For years, I have also measured an organization’s strategy and success around D&I from the vantage of a board member. And I believe boards hold a critical perspective and have unique power to drive an organization’s diversity and inclusion efforts. After all, the job of a board is to make sure the business is profitable, and there’s no better business than diversity and inclusion. Research from the Center for Talent Innovation reveals the “diversity dividend”: Diversity unlocks innovation and boosts market growth. It makes companies more competitive in our increasingly global world.
Initiatives such as CEO Action for Diversity & Inclusion encourage bold and timely engagement on these critical issues. But there’s opportunity to better leverage boards for D&I oversight, too. A recent Deloitte study analyzed Fortune 500 board charters and found that very few included governance of inclusion practices as a board responsibility. Now is the time for boards to tap into their potential as changemakers.
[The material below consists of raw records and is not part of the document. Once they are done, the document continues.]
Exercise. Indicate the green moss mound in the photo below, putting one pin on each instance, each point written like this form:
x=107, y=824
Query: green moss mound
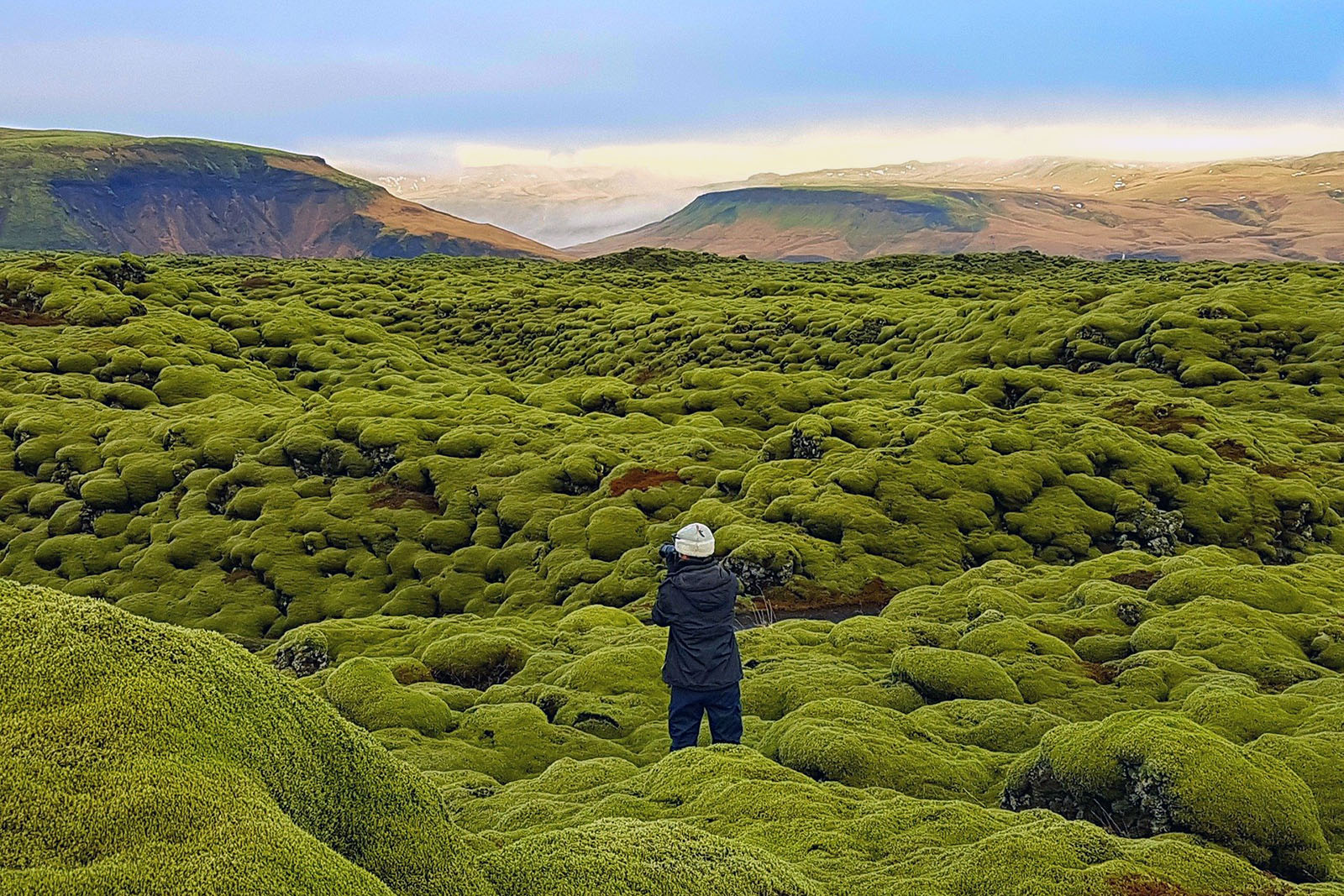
x=140, y=758
x=1147, y=774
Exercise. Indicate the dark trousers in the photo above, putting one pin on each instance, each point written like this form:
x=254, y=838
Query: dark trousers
x=689, y=707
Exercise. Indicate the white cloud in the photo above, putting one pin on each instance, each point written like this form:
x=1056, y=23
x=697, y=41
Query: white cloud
x=864, y=144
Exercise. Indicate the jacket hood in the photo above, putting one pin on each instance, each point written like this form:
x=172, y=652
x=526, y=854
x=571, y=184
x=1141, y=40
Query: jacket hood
x=701, y=578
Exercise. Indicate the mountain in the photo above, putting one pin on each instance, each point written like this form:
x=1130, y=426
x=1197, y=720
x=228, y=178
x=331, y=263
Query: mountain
x=67, y=190
x=555, y=206
x=1263, y=208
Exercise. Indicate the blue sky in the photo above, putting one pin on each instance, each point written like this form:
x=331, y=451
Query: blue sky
x=564, y=76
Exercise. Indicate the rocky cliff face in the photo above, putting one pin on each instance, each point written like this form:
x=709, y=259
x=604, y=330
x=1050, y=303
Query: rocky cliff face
x=104, y=192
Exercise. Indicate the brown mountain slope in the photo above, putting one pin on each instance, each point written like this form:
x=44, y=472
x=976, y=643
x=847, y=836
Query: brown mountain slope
x=112, y=192
x=1285, y=208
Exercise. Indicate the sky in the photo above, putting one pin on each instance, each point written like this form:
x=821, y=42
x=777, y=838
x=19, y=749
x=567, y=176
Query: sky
x=690, y=90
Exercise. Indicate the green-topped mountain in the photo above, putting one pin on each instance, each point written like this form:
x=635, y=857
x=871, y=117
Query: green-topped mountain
x=71, y=190
x=1241, y=210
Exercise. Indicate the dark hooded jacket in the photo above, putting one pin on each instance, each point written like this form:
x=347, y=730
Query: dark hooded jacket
x=696, y=602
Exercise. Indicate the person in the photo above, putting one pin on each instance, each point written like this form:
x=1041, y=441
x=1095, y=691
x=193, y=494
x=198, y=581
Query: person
x=703, y=667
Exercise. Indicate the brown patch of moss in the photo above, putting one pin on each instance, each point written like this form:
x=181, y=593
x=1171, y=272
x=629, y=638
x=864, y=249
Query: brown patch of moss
x=398, y=496
x=1142, y=579
x=1163, y=419
x=1100, y=672
x=803, y=595
x=1136, y=886
x=643, y=479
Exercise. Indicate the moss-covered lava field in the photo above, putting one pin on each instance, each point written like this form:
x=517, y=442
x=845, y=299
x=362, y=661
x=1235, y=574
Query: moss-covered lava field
x=1043, y=571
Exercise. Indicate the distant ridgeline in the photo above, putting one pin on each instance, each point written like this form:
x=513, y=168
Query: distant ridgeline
x=71, y=190
x=1090, y=515
x=1250, y=208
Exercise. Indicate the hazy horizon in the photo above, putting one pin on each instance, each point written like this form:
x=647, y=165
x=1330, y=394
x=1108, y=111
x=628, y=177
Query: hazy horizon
x=698, y=93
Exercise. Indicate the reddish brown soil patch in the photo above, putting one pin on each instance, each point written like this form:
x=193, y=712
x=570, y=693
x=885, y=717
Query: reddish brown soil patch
x=1142, y=579
x=1163, y=421
x=643, y=479
x=398, y=496
x=1100, y=672
x=1136, y=886
x=643, y=375
x=803, y=597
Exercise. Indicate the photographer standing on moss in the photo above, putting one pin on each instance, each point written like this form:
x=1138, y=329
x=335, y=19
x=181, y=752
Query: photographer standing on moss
x=703, y=667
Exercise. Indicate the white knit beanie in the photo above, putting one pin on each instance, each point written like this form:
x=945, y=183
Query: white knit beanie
x=694, y=540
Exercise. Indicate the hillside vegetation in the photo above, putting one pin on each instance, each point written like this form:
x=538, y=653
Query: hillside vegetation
x=1253, y=208
x=1068, y=532
x=74, y=190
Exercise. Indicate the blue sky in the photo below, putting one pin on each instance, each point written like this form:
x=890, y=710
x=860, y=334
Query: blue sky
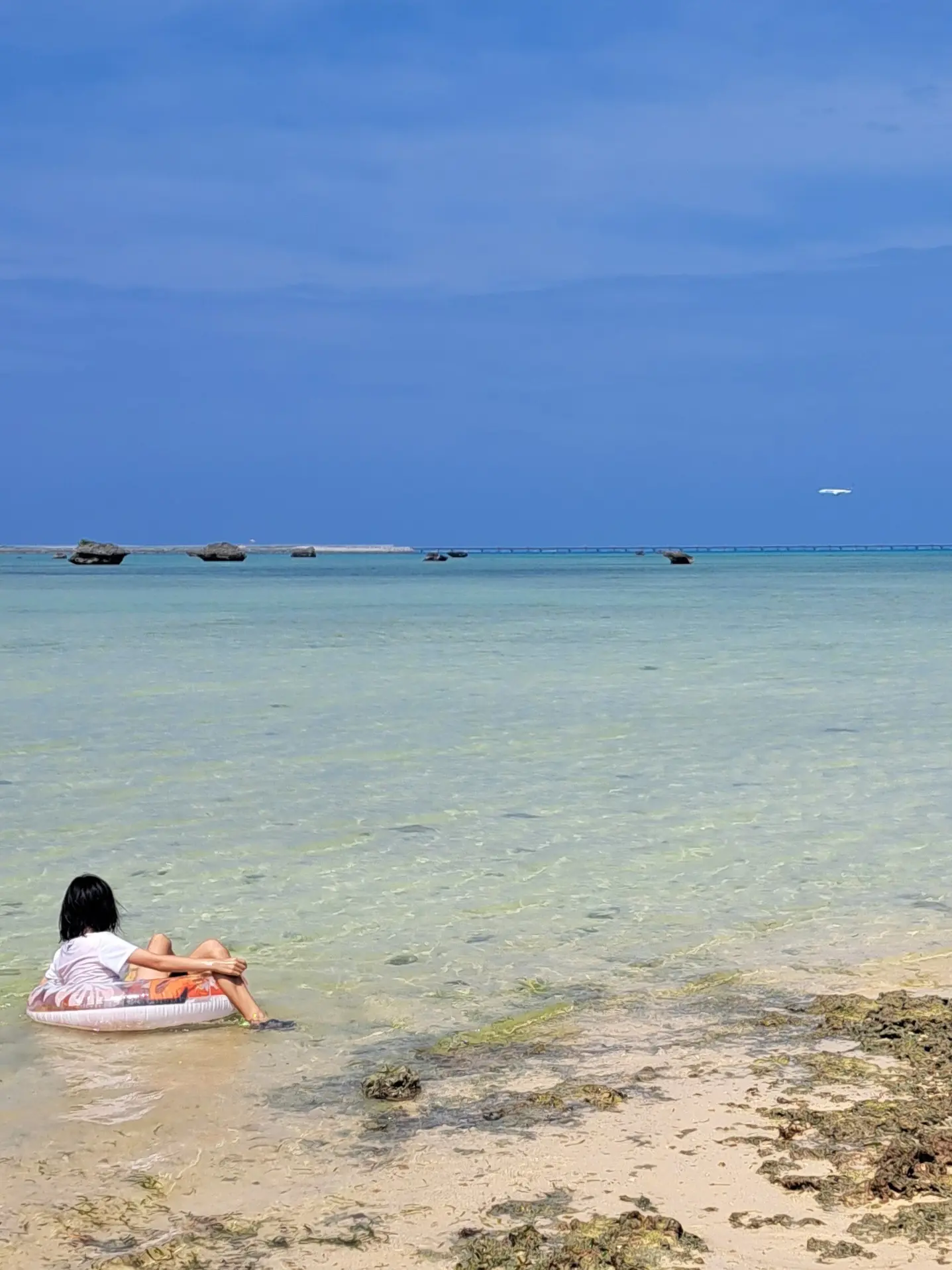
x=437, y=271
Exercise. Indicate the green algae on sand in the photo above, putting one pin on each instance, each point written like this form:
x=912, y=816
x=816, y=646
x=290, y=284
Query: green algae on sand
x=526, y=1028
x=880, y=1149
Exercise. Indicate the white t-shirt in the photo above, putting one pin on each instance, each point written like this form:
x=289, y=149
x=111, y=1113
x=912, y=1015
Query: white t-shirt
x=89, y=962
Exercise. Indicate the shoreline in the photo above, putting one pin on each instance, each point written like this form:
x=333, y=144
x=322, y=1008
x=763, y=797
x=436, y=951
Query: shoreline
x=512, y=1127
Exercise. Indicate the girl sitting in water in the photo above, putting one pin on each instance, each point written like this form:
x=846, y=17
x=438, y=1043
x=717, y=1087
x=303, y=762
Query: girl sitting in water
x=91, y=955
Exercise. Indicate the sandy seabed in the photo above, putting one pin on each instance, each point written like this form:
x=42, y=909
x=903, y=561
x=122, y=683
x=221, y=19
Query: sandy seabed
x=680, y=1105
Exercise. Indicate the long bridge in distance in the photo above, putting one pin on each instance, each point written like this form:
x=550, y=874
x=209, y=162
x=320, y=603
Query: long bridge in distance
x=361, y=549
x=710, y=550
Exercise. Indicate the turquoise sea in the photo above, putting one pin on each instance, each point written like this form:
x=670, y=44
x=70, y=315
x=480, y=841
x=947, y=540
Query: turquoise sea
x=407, y=791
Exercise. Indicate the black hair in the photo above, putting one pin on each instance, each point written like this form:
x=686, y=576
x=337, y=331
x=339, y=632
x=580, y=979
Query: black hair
x=88, y=905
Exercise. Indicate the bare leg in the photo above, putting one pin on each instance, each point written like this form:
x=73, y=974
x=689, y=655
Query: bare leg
x=162, y=945
x=235, y=990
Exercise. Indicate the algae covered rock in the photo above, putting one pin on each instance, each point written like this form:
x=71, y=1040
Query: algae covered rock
x=831, y=1251
x=393, y=1085
x=220, y=551
x=634, y=1241
x=97, y=553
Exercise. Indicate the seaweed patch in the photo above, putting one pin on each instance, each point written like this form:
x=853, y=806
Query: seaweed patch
x=634, y=1241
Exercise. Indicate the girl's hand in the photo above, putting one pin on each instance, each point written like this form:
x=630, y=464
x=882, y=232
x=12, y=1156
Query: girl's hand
x=233, y=966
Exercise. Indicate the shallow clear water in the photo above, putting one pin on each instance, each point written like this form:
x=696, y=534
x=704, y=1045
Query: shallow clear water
x=508, y=769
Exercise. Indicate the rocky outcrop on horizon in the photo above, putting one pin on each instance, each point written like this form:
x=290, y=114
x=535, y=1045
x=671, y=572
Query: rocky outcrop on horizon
x=97, y=553
x=219, y=551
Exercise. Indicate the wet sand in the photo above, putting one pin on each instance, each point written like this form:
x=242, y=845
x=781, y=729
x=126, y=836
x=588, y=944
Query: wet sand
x=225, y=1149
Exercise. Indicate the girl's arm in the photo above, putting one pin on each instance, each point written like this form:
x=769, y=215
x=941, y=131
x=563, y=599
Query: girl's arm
x=234, y=967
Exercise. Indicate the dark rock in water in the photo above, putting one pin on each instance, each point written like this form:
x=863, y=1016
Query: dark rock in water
x=219, y=551
x=393, y=1085
x=97, y=553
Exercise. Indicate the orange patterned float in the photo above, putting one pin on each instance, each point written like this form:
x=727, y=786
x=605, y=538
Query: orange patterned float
x=136, y=1005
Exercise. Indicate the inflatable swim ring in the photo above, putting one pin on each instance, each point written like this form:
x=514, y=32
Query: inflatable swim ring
x=131, y=1006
In my experience, here are a few ways individual board members, and the board as a collective, can catalyze an organization’s D&I efforts.
Impact The Agenda
Board members have the power to put D&I on an organization’s agenda. In doing so, however, they must be prepared to ask the uncomfortable questions and sustain a dialogue that challenges the status quo and spurs change. Board members can probe the executive team on issues including pay equity, advancement and retention of diverse talent and hiring efforts. As a board member, you have the ability, for example, to keep the spotlight trained on diverse hiring and promoting at each meeting. If the executive team requests equity for a new hire or promotion, require them to be transparent regarding whether the candidate is a female or a person of color.
Hold The Organization Accountable
Once D&I is on the agenda, the board must keep it top of mind, and work with the executive team to develop an actionable, measurable plan. While serving on the board of a corporation lagging in D&I efforts, fellow board members and I asked for a diversity plan to share with the board. I didn’t just issue the command; I was happy to lend the knowledge I gathered running D&I at major companies, and I worked with the HR team, sharing my thoughts about the biggest levers to drive diversity.
Within a few months, the executive team crafted and presented a robust plan, with goals for representation over a five-year period. After we approved the plan, the work had just begun. The executive team sends semiannual updates to the board to track how the organization is doing against the plan. The firm’s commitment to accountability and transparency has allowed it to consistently hit its annual targets and move the needle on ERG presence and diverse hiring slates.
Walk The Talk
At the Center for Talent Innovation, we often talk about the importance of “tone from the top” in D&I practices. This does not only mean the executive team: A call for increased representation through an organization rings hollow if the board itself lacks diversity. Research shows we’re already making progress on this front, as it’s predicted that we will reach gender parity on U.S. Fortune 500 boards by 2023. But this change won’t happen on its own. Board members must continue to prioritize racial and gender parity. When searching for new board members, this means looking for candidates in nontraditional ways, employing a more holistic evaluation process and keeping an open mind about those who may not have previous board experience. And, once a diverse board is convened, it requires remembering that diversity doesn’t stick without inclusion.
Realizing the goal of a more diverse, inclusive and equitable workforce will require participation from every corner of every organization. I urge us all to expand our vision of what boards can do. Because when boards mandate and model best practices for diversity and inclusion, we accelerate our ability to boost the bottom line and build a better world.